H. M. refunfuñó entre dientes, pero no respondió.
—Es usted demasiado listo, señor —continuó Masters—, para no comprender que su testimonio no descansaría en nada si tuviese que exponerlo en el tribunal. Una hora antes de la cena, notó usted el abultamiento anormal del bolsillo interior del esmoquin de Bender. Voluntariamente tropezó con él y creyó sentir una agenda en su bolsillo. ¿Dónde está la prueba de su suposición? Y aun admitiendo que haya adivinado lo preciso, transcurrió cierto tiempo durante el cual perdió de vista a Bender.
—Evidentemente. Veo muy bien desde aquí el interrogatorio —gruñó H. M.—, y creo oír al viejo Gospy Howell bombardearme a preguntas con su voz atronadora, mientras me amenaza con su lápiz.
H. M. movió la cabeza.
—Desde luego, no puedo jurar que fuera una agenda porque no la he visto… Es como si dijesen a un hombre que no puede afirmar haber pasado el brazo en derredor de la cintura de su mujer porque el gesto se produjo en la oscuridad. ¡Bah! Estoy seguro, Masters, que llevaba una agenda en su bolsillo. Pero en la mesa…
—Advierto que vacila —dijo sir George—; ¿estamos, pues, vencidos?
—Lo temo. En el escritorio, sí que tenía la agenda y otra cosa además, pero después… Al viejo combatiente no le queda otro remedio que confesarse vencido en este encuentro. Masters y el sentido común se han anotado un tanto. El único as de triunfo que nos queda es ese rollito de pergamino. Pero ¿qué pesa contra el montón de pruebas? Por un milagro, vean ustedes, ese rollito habría podido hallarse en el bolsillo de Bender, lo mismo que el nueve de picas. Por otro milagro, Bender habría podido tenerlo en la mano y dejarlo caer sobre su pecho en los horrores de la agonía. Caramba, un buen abogado como Gospy Howell no dejaría de sostener que hizo eso, precisamente, para atraer la atención sobre Guy, el asesino… Guy ha dejado impresiones digitales en la ventana, lo que permitió descubrir el hilo pasado por el postigo. Sólo Guy puede ser culpable, todas las pruebas convergen sobre él; hasta ese trocito de pergamino prueba… ese trocito de pergamino prueba…

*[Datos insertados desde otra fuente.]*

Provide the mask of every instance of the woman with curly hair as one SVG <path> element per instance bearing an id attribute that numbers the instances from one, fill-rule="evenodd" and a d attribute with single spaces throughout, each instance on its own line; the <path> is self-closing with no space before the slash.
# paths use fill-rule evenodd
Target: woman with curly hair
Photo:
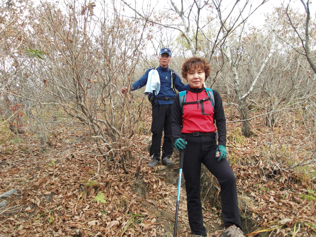
<path id="1" fill-rule="evenodd" d="M 203 163 L 221 186 L 225 226 L 222 236 L 244 237 L 235 176 L 226 159 L 226 120 L 222 99 L 218 92 L 204 87 L 210 72 L 210 64 L 205 58 L 186 59 L 181 74 L 190 88 L 186 92 L 178 94 L 173 101 L 171 124 L 174 145 L 178 150 L 185 148 L 183 170 L 189 222 L 192 236 L 207 236 L 200 194 Z M 185 141 L 181 136 L 185 136 Z"/>

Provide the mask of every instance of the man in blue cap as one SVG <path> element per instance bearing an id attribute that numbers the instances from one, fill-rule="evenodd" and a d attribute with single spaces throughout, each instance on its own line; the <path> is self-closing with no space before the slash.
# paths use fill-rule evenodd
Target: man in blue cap
<path id="1" fill-rule="evenodd" d="M 152 118 L 151 130 L 152 135 L 149 155 L 152 157 L 153 159 L 147 166 L 150 167 L 159 164 L 163 131 L 164 137 L 161 149 L 161 163 L 167 166 L 174 163 L 169 158 L 173 149 L 171 132 L 171 113 L 173 98 L 176 94 L 175 88 L 179 91 L 186 90 L 189 88 L 189 85 L 185 85 L 178 74 L 168 66 L 171 56 L 171 52 L 169 49 L 162 48 L 158 57 L 159 66 L 148 69 L 139 80 L 131 86 L 131 91 L 146 86 L 149 81 L 149 83 L 152 82 L 153 78 L 152 79 L 150 77 L 149 80 L 149 75 L 150 77 L 152 76 L 152 72 L 151 71 L 153 69 L 156 70 L 159 74 L 158 84 L 160 84 L 160 87 L 158 86 L 155 91 L 153 90 L 152 93 L 150 93 L 149 96 L 149 99 L 152 103 Z M 127 88 L 122 88 L 122 93 L 126 93 L 127 89 Z"/>

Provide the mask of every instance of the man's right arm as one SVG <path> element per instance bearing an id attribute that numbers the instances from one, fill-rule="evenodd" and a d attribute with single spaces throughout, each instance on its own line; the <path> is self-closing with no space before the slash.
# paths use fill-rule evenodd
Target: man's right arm
<path id="1" fill-rule="evenodd" d="M 147 81 L 148 79 L 148 73 L 149 73 L 149 72 L 151 70 L 151 69 L 148 69 L 145 73 L 145 74 L 142 76 L 141 77 L 131 85 L 131 91 L 138 90 L 144 86 L 146 85 L 146 84 L 147 84 Z M 126 93 L 127 91 L 127 87 L 122 87 L 121 88 L 122 94 L 125 94 Z"/>

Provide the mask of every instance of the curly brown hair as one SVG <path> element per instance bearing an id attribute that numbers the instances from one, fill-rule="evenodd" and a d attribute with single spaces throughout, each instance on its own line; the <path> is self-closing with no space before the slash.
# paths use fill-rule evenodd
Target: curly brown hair
<path id="1" fill-rule="evenodd" d="M 189 71 L 197 68 L 202 68 L 205 73 L 205 80 L 211 74 L 211 66 L 210 64 L 204 58 L 192 57 L 185 61 L 181 69 L 181 75 L 184 78 L 186 79 L 186 76 Z"/>

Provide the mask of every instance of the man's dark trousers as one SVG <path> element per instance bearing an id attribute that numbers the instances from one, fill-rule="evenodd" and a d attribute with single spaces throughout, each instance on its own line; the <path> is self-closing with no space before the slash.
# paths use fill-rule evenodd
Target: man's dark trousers
<path id="1" fill-rule="evenodd" d="M 171 131 L 171 113 L 172 104 L 152 106 L 151 146 L 149 155 L 153 155 L 153 158 L 159 160 L 160 157 L 160 147 L 162 131 L 164 131 L 162 158 L 169 157 L 173 150 L 173 138 Z"/>

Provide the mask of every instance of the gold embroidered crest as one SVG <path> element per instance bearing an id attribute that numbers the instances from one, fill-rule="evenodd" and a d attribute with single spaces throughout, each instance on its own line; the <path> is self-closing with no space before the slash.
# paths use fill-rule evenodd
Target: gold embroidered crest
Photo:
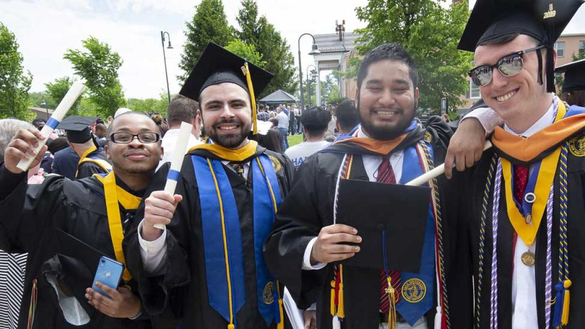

De pronto H. M. se puso a repetir con voz monótona aquel final de frase, como un fonógrafo. Luego se apoyó con ambas manos en su escritorio y quedó mirando el vacío.
—¡Oh, Dios mío! —dijo por último, casi en voz baja.
Inmóvil, su silueta enorme se recortaba contra la ventana. Nadie habló. Transcurrió un largo minuto, luego el timbre del teléfono hizo sobresaltar a Tairlaine.
Transmitían la comunicación telefónica del despacho de sir George al British Museum y la voz de Mantling vibraba con tanta intensidad en el aparato, que todos supieron lo que había ocurrido antes que H. M. se lo dijese: Guy Brixham había sido hallado muerto en el Cuarto de la Viuda. El crimen era evidente, pues su cráneo aparecía fracturado. Le habían encontrado debajo del lecho, con una cajita de plata deslustrada al alcance de su mano.